Michael Martinez (MM): I’m writing an extended nonfiction piece about my experiences as a transman [female-to-male transgender]. The focus is definitely on gender, but I also explore the changing and shaping of identity and self.
TKS: How did you decide to do this particular Honors project?
MM: I’m really into queer activism and stuff, and there are a surprising number … of trans people at Knox. And we’ve become friends. So I was sort of thinking, I basically finished my major and minor fall term my junior year … and I mean, there’s an entire genre of the transgender memoir, so I tried to do something different from that a little bit, but the thing about writing about your own life is you get sort of caught up in it. I’ve been trying to do something a little different and not just be like “this is what I did, and this is my life.”
TKS: So is that how a lot of them are?
MM: A lot of them are like “this is my life story … the first half of my life, I was miserable, and then there’s the second half of my life where I found who I really am and ‘oh my goodness!’” and they’re either happy or they’re not at that point, but there’s sort of a split. And I tried to mix it up a little bit, and … be really optimistic, ‘cause I’m an optimistic guy.
TKS: Will this Honors project affect how you proceed after graduation?
MM: I mean, it could … it’s pretty close to done, as it should be. But when I finish it, I don’t know if it will be totally finished, so I might just keep working on it after I graduate.
TKS: Were your experiences very hard to write about?

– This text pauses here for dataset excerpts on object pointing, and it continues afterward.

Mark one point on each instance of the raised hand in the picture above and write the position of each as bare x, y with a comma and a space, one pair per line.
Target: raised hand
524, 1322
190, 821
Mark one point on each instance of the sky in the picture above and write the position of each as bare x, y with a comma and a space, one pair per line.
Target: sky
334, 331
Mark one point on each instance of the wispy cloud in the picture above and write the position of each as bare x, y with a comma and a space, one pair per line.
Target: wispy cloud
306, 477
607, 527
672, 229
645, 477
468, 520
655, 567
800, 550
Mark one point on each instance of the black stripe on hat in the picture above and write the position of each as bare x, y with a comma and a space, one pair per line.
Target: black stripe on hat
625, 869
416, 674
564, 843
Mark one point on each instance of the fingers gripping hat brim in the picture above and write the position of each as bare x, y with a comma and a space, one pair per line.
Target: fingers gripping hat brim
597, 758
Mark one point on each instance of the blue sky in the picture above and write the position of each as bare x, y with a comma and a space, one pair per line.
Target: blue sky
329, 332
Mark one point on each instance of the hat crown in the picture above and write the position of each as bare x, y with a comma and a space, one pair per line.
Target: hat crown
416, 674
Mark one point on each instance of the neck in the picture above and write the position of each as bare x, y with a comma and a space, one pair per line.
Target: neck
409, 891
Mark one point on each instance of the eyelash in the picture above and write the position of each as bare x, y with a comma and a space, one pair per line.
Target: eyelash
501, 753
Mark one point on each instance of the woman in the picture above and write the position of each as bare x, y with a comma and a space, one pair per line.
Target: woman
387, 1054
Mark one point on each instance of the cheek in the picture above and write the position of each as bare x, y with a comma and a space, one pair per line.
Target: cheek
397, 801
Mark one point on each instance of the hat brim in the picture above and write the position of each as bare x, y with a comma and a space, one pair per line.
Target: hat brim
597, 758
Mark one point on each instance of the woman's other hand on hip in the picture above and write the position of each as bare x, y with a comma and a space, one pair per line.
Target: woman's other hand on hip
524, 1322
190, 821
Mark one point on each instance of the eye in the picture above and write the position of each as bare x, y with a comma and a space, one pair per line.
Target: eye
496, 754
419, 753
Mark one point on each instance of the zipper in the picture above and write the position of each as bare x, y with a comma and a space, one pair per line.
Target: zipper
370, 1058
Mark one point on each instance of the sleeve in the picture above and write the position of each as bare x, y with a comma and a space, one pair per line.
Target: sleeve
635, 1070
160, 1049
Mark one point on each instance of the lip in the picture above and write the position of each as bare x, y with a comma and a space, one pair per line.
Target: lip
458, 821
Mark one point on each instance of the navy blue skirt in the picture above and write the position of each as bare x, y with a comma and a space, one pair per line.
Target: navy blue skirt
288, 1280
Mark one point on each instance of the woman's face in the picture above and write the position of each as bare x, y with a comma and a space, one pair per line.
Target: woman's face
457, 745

MM: To a certain extent, it was. I mean, I’m a very open person, so I’ll tell anybody anything … but then, it becomes hard to write things down. Shame’s a really hard thing to talk about, so there are things I’m not proud of … some of those I can leave that out … but some of them are important, so having to write down things like that are very difficult.
And then, another problem that I faced was just, normally I write fiction, so I could just make stuff up and just roll with it, but I’m writing nonfiction and all of the sudden, I felt all this pressure to get it right. My mom’s in here, my friends are in here, and they might read this at some point. I don’t want them to be like, “I never said that,” so suddenly I’m like, “Was it on a Wednesday or a Thursday that we did this? Would you say it was cloudy? Did you laugh at my joke?” And they’re like, “It doesn’t matter.” That was tricky.
TKS: What do you hope people take away from your project?
MM: Well, I tried to give it two different functions. One of them is sort of a how-to-transition guide, because there isn’t a lot of that. There isn’t a lot of “this is how you change your name.” … So people don’t know, but I tried to do that, and I also tried to make it educational, so people learn what the process is and what life can be like. I believe, if you learn about someone, you come to understand them … you can’t hate them. So I’m just trying to hope that people learn something and maybe have a good time.